Margem Equatorial: Bilhões de barris podem levar o Amapá a dobrar a produção de petróleo no Brasil
Estado quer entrar na rota das empresas da Bacia de Campos, atrair investimentos e impulsionar empregos e negócios no setor de óleo e gás

Amapá projeta dobrar a produção de petróleo com reservas bilionárias na margem equatorial e busca conexão direta com empresas da bacia de campos
O Brasil pode estar diante de uma nova fase no setor de petróleo e gás, enquanto a Margem Equatorial, ao longo da costa Norte, ganha força como fronteira estratégica. Durante o Macaé Energy 2026, realizado em 2026, o diretor de desenvolvimento econômico do Amapá, Antônio Batista, destacou que o estado projeta dobrar a produção de petróleo. Além disso, ele reforçou que o movimento pode atrair investimentos e ampliar a presença do Norte no mapa energético nacional.
Novo ciclo energético impulsiona o amapá
Primeiramente, o cenário é considerado promissor, sobretudo quando comparado à evolução recente da Guiana, país vizinho que já produz cerca de 1 milhão de barris por dia. Além disso, a projeção indica que a produção pode chegar a 2 milhões de barris, o que reforça o potencial geológico da região. Nesse sentido, a proximidade entre a Guiana e o Amapá amplia as expectativas, pois sugere continuidade das reservas em território brasileiro.
Ao mesmo tempo, o momento ainda é de pesquisa, porém com expectativas elevadas para 2026, o que aumenta o interesse do mercado. Conforme mencionado durante o Macaé Energy 2026, a Petrobras deve divulgar resultados até o final do primeiro semestre. Ainda assim, há projeções de que a região possa concentrar bilhões de barris de petróleo, o que pode transformar o Amapá em novo polo estratégico.

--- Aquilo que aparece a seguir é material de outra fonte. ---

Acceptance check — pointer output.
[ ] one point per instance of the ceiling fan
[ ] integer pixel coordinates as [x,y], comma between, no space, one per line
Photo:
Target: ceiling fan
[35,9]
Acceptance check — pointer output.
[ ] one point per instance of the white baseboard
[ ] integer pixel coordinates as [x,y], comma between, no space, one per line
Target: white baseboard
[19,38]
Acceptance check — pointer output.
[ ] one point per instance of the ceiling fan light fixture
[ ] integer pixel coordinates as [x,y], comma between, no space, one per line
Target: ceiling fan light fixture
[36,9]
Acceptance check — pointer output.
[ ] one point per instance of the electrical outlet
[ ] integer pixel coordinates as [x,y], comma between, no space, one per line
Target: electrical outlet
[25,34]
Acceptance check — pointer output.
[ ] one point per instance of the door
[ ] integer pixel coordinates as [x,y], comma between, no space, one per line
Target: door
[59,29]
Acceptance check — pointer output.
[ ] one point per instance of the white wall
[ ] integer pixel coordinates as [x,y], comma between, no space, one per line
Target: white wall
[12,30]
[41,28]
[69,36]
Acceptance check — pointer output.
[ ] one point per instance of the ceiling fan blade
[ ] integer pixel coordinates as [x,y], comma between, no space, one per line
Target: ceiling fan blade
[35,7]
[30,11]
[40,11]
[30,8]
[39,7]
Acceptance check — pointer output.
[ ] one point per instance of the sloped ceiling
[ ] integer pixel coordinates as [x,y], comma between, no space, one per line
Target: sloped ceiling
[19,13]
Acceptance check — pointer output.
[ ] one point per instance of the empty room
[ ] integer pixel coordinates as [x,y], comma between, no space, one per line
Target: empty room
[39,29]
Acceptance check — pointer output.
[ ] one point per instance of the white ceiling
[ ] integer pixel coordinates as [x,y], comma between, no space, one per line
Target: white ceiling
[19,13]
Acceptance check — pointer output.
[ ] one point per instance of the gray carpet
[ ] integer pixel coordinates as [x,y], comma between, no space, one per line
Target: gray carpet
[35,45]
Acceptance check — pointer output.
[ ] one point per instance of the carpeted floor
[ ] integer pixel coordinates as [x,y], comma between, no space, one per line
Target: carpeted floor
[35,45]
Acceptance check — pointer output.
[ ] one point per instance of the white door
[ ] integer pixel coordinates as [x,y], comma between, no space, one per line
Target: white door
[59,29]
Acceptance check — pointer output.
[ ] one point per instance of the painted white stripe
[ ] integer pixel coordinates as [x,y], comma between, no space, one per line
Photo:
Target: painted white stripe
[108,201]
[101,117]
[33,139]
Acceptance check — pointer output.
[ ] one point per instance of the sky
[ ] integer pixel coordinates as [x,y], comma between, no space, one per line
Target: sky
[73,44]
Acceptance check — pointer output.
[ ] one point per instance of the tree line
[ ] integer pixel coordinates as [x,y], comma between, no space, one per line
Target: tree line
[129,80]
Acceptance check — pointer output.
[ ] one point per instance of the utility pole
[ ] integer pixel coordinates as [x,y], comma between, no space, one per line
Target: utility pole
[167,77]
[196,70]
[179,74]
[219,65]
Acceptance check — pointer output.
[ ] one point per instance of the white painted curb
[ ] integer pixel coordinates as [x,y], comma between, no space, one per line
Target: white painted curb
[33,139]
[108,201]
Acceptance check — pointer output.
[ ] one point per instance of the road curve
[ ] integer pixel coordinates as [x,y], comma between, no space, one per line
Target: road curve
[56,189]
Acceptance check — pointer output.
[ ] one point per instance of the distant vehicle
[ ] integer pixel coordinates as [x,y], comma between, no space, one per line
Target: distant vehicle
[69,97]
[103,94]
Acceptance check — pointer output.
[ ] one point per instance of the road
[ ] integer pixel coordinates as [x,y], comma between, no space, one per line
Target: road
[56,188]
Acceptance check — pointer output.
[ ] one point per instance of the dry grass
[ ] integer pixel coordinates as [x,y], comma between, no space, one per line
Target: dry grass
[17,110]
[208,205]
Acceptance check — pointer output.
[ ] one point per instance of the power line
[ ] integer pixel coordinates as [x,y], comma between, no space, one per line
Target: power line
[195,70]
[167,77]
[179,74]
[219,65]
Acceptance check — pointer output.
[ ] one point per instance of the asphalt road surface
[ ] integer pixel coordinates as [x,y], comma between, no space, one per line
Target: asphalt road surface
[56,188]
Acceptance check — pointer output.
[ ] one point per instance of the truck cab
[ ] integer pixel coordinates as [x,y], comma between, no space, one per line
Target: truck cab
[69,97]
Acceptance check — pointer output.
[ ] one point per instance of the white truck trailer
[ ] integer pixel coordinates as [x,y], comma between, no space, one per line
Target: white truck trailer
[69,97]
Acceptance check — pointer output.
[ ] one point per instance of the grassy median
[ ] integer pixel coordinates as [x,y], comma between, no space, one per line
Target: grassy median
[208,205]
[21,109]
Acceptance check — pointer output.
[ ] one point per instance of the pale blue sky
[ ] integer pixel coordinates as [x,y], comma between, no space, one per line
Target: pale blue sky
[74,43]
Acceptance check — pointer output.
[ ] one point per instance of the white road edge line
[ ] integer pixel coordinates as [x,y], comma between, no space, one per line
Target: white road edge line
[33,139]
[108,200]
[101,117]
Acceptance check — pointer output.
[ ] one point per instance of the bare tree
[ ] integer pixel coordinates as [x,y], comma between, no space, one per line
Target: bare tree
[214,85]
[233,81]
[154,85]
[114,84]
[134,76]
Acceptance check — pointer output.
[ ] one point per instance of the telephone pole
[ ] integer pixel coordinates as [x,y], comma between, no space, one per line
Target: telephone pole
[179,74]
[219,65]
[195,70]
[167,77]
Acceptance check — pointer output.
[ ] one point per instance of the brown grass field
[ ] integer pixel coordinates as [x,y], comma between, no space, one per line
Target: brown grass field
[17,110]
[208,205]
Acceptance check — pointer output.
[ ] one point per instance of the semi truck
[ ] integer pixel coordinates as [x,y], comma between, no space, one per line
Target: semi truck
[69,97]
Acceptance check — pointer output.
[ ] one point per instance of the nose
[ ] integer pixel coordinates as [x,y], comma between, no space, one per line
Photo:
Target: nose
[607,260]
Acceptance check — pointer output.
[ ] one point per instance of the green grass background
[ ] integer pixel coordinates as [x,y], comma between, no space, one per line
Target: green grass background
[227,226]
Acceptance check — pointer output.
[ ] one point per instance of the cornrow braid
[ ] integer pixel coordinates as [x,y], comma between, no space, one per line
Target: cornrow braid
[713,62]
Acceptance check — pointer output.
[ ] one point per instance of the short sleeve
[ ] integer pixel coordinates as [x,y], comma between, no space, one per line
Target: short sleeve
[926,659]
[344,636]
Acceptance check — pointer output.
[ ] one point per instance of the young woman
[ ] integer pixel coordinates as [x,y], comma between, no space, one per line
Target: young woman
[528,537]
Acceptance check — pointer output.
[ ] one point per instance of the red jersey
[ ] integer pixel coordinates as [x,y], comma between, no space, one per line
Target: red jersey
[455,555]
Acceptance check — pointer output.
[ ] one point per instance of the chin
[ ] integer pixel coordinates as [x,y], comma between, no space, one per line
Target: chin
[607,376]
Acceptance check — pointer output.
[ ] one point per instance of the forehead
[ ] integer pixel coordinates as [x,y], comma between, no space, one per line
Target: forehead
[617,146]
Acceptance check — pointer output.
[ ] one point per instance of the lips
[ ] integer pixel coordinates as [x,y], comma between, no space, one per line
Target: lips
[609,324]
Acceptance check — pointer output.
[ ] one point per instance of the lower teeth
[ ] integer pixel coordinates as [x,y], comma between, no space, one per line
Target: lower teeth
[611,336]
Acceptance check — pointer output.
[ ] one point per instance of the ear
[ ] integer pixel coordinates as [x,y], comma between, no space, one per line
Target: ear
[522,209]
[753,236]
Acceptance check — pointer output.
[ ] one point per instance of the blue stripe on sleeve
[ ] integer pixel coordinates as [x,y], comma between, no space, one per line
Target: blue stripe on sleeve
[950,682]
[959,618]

Produção pode dobrar com reservas bilionárias
Diante desse cenário, o Amapá trabalha com a expectativa de dobrar sua produção de petróleo, caso as reservas sejam confirmadas nos próximos anos. Além disso, o volume estimado, na casa dos bilhões de barris, indica potencial para sustentar uma expansão prolongada da atividade. Consequentemente, o impacto pode ser imediato, com aumento de investimentos e aceleração do desenvolvimento econômico regional.
Por outro lado, a expansão não se limita ao aumento da produção, já que toda a cadeia produtiva tende a ser ativada simultaneamente. Na prática, setores como logística, engenharia e serviços especializados passam a ganhar protagonismo. Assim, o estado pode consolidar uma nova base industrial voltada ao petróleo e gás.
Amapá quer entrar na rota da bacia de campos
Sobretudo, um dos principais objetivos do estado é se conectar às empresas que já atuam na Bacia de Campos, principal polo de produção do país. Dessa forma, o Amapá busca atrair companhias que já possuem experiência operacional e conhecimento técnico consolidado. Além disso, essas empresas tendem a encontrar maior facilidade para expandir suas operações para a Margem Equatorial.
Nesse sentido, a estratégia apresentada durante o evento foi direta: criar uma ponte entre o Norte e os polos já consolidados do setor. Assim, o estado pretende se posicionar como destino de investimentos e ampliar sua participação na indústria. Como destacou Antônio Batista, a meta é clara ao afirmar: “Coloque o Amapá na rota dos seus negócios”.

Cadeia produtiva e oportunidades em expansão
Ao mesmo tempo, a exploração de petróleo ativa uma ampla rede de atividades, incluindo engenharia, logística, equipamentos, serviços especializados e tecnologia. Dessa forma, surgem oportunidades para empresas fornecedoras e prestadoras de serviços em diferentes níveis da cadeia. Além disso, a presença dessas atividades tende a fortalecer a economia local e ampliar a geração de empregos.
Consequentemente, o avanço da Margem Equatorial pode impulsionar não apenas a produção, mas também a estrutura produtiva regional. Esse movimento, inclusive, já foi observado em outras regiões produtoras do Brasil, o que reforça a consistência do cenário projetado. Assim, o Amapá pode se consolidar como novo eixo de crescimento do setor.

Nova fronteira estratégica do petróleo no brasil
Por fim, a Margem Equatorial representa mais do que uma nova área de exploração, pois pode redefinir a geografia energética do país. Caso as expectativas se confirmem, o Brasil poderá ampliar sua presença global no setor de petróleo e gás. Além disso, o Norte passará a integrar de forma definitiva o mapa da indústria.
Dessa forma, empresas que se anteciparem e se posicionarem desde agora tendem a conquistar vantagem competitiva nos próximos anos. Com potencial de reservas bilionárias, expansão produtiva e integração com a Bacia de Campos, o Amapá avança como protagonista dessa nova fase.